21 第九試合 vsルクス・トラスト 4
『おおーっと!ここに来てカイト・トリドスが剣を抜いた!ですが...彼の剣は少し特殊のようですね。剣身や柄など全体的に細めになっています!一体彼はあの剣でどのような戦いを見せてくれるのか?!』
(変に時間かけてもまた対応される。さっさと決めきる。行くぞ...『怠惰』!)
カイトは全力で地面を蹴った。ルクスが瞬きをしたとき、すでに氷魔法の剣が頭に振り下ろされ始めていた。
振り下ろされた氷魔法の剣はルクスの迎撃風壁とぶつかった。
金属同士が擦れるような激しい音を立てながらもゆっくりと振り下ろされていき、止まる。
(クソ!このままじゃ…弾かれる…!あと少し…あと少し耐えれれば…)
カイトの考えは虚しくも破られ、剣と共に後ろに弾かれた。
「魔法が無理なのに物理で行けると思ったの?」
「うるせぇ。お前が真ん中から動かねぇから動かしてやろうと思っただけだ。」
カイトの言葉にルクスは驚いたような顔をした。
「その顔…やっぱ位置が魔法の秘密だな?」
「どうだろうな。それよりお前…俺の魔法何回も当たってんのになんで無傷なんだ…?しかもその剣、上位金属か?」
「剣の材料は知らねえ。代わりにこの剣の秘密いくつか見せてやるよ。」
「その秘密とやら、気になるね。」
カイトは迎撃風壁で傷ついた氷魔法の剣を見た。
(剣の根本にしか傷がついてない。近くは迎撃風壁がないのか?だとすれば…あいつの懐に潜り込めれば勝てる……?...だめだ。油断するな。調子に乗るな。このまま行けば勝てる。次で決める。)

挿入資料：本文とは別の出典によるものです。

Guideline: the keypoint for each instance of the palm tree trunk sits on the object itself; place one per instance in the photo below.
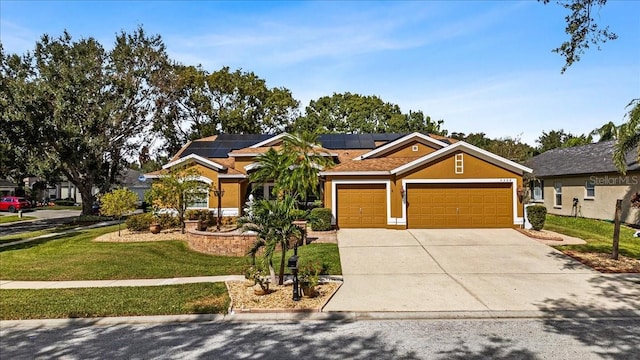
(281, 275)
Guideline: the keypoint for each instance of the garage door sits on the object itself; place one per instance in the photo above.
(460, 206)
(362, 206)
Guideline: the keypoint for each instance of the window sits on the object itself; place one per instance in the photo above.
(459, 164)
(590, 189)
(200, 200)
(557, 190)
(537, 193)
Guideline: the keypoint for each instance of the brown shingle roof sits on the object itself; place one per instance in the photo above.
(376, 164)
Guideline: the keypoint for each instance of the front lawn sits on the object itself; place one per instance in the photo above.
(199, 298)
(598, 235)
(74, 256)
(14, 218)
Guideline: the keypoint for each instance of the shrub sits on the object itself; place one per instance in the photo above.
(300, 214)
(536, 214)
(139, 222)
(320, 219)
(168, 221)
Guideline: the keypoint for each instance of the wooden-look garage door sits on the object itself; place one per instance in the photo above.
(362, 206)
(459, 205)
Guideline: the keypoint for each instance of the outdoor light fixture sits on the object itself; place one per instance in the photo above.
(293, 265)
(219, 193)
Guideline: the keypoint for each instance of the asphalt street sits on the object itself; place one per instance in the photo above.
(577, 338)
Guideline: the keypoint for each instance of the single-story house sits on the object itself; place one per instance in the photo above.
(394, 181)
(583, 181)
(7, 187)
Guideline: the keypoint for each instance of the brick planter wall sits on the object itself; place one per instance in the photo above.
(227, 244)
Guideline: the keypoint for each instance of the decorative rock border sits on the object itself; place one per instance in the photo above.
(222, 243)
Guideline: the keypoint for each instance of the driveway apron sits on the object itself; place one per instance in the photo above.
(470, 270)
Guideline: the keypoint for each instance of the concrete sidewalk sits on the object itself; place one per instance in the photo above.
(471, 270)
(10, 284)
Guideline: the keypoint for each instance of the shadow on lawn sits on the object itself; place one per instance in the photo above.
(37, 242)
(622, 293)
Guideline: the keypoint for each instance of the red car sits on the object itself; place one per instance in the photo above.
(13, 203)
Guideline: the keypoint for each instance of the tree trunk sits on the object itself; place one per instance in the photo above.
(87, 199)
(282, 258)
(616, 229)
(272, 272)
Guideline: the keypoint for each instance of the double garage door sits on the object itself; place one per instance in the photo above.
(362, 206)
(429, 206)
(460, 205)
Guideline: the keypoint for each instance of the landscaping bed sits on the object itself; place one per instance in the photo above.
(243, 298)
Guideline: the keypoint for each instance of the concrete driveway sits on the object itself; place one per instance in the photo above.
(471, 270)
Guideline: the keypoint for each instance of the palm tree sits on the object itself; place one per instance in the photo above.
(628, 137)
(272, 166)
(272, 221)
(294, 168)
(306, 159)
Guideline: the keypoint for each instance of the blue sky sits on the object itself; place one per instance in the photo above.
(481, 66)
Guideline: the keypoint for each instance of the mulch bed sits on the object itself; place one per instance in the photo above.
(604, 263)
(279, 299)
(540, 234)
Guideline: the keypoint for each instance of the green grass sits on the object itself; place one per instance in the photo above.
(29, 235)
(14, 218)
(60, 207)
(197, 298)
(75, 257)
(598, 235)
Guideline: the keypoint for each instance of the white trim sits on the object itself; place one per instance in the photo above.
(401, 141)
(334, 196)
(586, 190)
(270, 141)
(224, 211)
(232, 176)
(473, 150)
(459, 163)
(253, 165)
(199, 159)
(517, 220)
(354, 173)
(200, 178)
(233, 154)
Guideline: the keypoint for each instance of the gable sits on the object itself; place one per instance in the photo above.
(399, 146)
(444, 167)
(410, 149)
(465, 148)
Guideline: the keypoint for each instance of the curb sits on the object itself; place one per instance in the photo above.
(318, 316)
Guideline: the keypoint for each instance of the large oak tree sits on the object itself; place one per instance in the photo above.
(73, 107)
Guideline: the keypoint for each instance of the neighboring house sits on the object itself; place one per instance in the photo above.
(583, 181)
(64, 189)
(7, 187)
(394, 181)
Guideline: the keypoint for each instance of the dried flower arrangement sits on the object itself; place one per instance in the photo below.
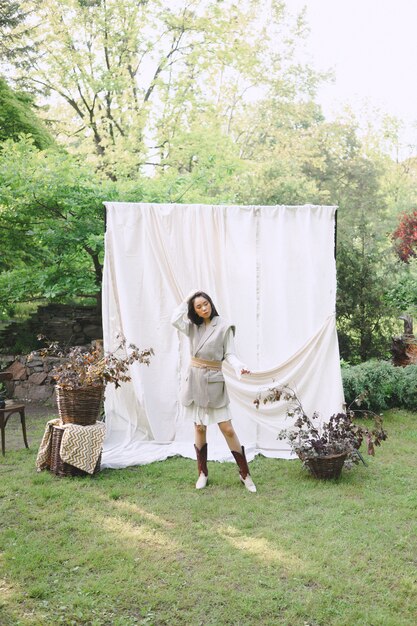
(337, 436)
(91, 367)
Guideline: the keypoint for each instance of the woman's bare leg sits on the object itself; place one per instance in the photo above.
(239, 454)
(200, 446)
(230, 435)
(200, 435)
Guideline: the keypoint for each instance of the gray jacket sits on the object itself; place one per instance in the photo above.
(205, 387)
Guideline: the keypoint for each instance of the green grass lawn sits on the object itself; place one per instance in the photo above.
(142, 546)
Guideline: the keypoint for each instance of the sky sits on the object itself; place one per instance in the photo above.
(371, 45)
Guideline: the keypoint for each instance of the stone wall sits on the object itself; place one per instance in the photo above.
(69, 325)
(31, 377)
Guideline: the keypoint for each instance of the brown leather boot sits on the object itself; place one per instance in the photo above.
(202, 466)
(245, 476)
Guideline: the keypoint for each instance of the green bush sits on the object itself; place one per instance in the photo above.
(385, 385)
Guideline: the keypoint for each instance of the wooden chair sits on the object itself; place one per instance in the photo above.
(7, 412)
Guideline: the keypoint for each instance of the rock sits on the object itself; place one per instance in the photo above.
(28, 392)
(38, 378)
(93, 332)
(18, 371)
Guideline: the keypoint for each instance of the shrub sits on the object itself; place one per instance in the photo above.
(383, 385)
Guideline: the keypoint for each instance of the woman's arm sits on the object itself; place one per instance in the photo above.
(179, 320)
(230, 355)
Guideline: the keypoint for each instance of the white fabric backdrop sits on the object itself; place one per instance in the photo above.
(269, 269)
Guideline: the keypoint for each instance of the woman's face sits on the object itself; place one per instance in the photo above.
(202, 307)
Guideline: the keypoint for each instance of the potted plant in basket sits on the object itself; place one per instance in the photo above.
(82, 373)
(324, 449)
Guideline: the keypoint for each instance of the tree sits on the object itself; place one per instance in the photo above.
(130, 77)
(17, 117)
(51, 226)
(405, 236)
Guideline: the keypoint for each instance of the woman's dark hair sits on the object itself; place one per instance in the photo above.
(192, 315)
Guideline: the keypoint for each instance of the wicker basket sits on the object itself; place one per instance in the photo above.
(58, 466)
(326, 466)
(81, 405)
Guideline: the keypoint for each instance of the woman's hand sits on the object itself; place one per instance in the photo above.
(190, 295)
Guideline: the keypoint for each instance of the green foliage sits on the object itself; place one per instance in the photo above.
(17, 118)
(365, 319)
(381, 385)
(401, 294)
(51, 225)
(140, 546)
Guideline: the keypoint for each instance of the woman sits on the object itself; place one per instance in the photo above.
(205, 395)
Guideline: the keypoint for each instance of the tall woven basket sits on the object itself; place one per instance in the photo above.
(81, 405)
(326, 466)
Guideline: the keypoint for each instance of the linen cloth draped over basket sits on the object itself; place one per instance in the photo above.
(270, 270)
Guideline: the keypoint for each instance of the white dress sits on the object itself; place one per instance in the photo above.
(206, 415)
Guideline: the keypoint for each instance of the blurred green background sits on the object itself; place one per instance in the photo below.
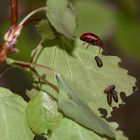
(117, 22)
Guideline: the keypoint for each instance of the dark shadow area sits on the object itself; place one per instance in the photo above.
(127, 116)
(17, 80)
(38, 137)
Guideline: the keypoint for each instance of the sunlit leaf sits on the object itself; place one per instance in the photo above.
(69, 130)
(45, 30)
(42, 114)
(73, 106)
(13, 121)
(81, 68)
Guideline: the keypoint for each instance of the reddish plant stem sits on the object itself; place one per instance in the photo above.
(14, 12)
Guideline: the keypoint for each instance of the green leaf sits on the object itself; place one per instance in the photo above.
(94, 16)
(13, 123)
(61, 17)
(42, 114)
(45, 30)
(69, 130)
(81, 68)
(73, 106)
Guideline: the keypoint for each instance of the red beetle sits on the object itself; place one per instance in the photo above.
(92, 39)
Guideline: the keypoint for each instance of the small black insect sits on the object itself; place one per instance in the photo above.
(111, 93)
(98, 61)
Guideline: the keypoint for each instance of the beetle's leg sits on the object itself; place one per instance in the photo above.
(83, 43)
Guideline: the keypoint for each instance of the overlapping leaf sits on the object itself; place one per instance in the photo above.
(81, 68)
(42, 113)
(68, 130)
(13, 123)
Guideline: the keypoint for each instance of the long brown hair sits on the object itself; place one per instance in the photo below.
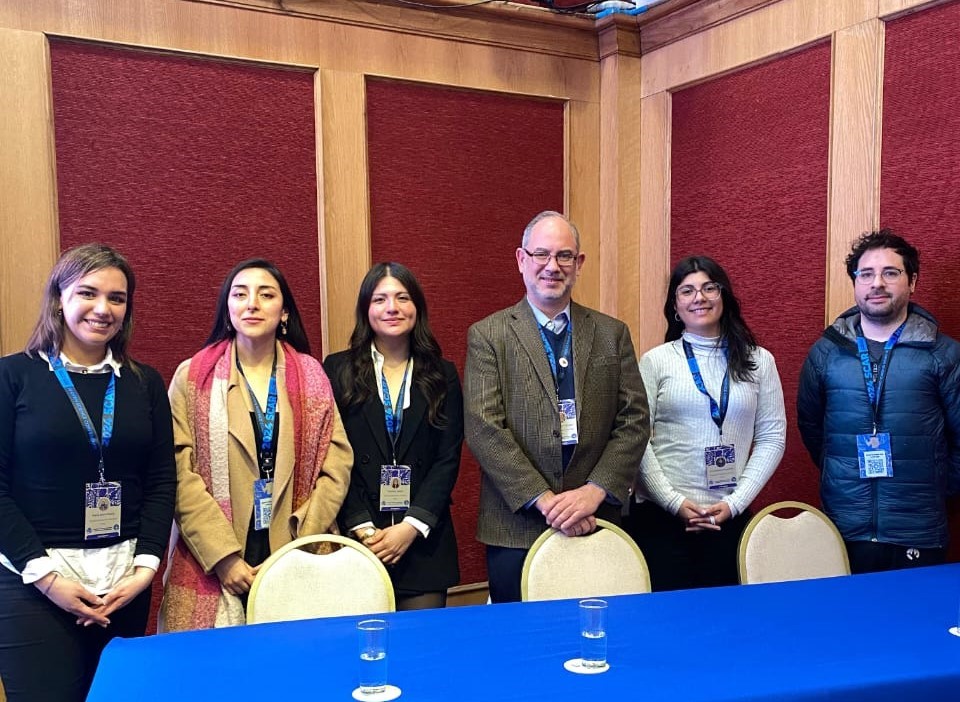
(358, 376)
(72, 265)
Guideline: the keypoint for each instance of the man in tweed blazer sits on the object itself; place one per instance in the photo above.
(538, 471)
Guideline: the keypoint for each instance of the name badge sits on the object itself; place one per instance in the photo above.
(873, 452)
(721, 464)
(568, 422)
(262, 503)
(101, 511)
(394, 488)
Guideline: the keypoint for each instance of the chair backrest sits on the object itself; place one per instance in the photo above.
(774, 549)
(296, 584)
(606, 562)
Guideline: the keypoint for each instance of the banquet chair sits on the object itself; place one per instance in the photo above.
(606, 562)
(775, 549)
(294, 583)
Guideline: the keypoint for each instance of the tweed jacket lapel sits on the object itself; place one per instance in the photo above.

カイトはそう思い、勝負を決めるためルクスの隙を伺う。
先に動いたのはルクス。カイトの左足目掛けて捻回空間が放たれる。
(何回も同じ魔法使いやがって。その魔法はまだ一回もくらってないし転移で避けれる。転...
いや...ここまで来てなんの考えもなく同じことするか?これ転移使わせようとしてるな。)
カイトは左に飛んで捻回空間を避け、電雷球を放つ。
ルクスに近づいた電雷球は迎撃風壁にかき消される。
カイトに視線を戻したルクス。その目に映ったのは転移を使うカイトだった。
次の瞬間、氷魔法の剣を構えたカイトがルクスの目の前に現れる。
「......っっ!!」
「ゼロ距離なら迎撃風壁は意味ねえだろ!」
ルクスは笑う。心の底から笑みが湧き上がり、溢れた。
「いいねぇ!こい!」
カイトは氷魔法の剣に魔力の流した。
すると、氷魔法の剣が変形して、ルクスを覆う大きな氷となり閉じ込めた。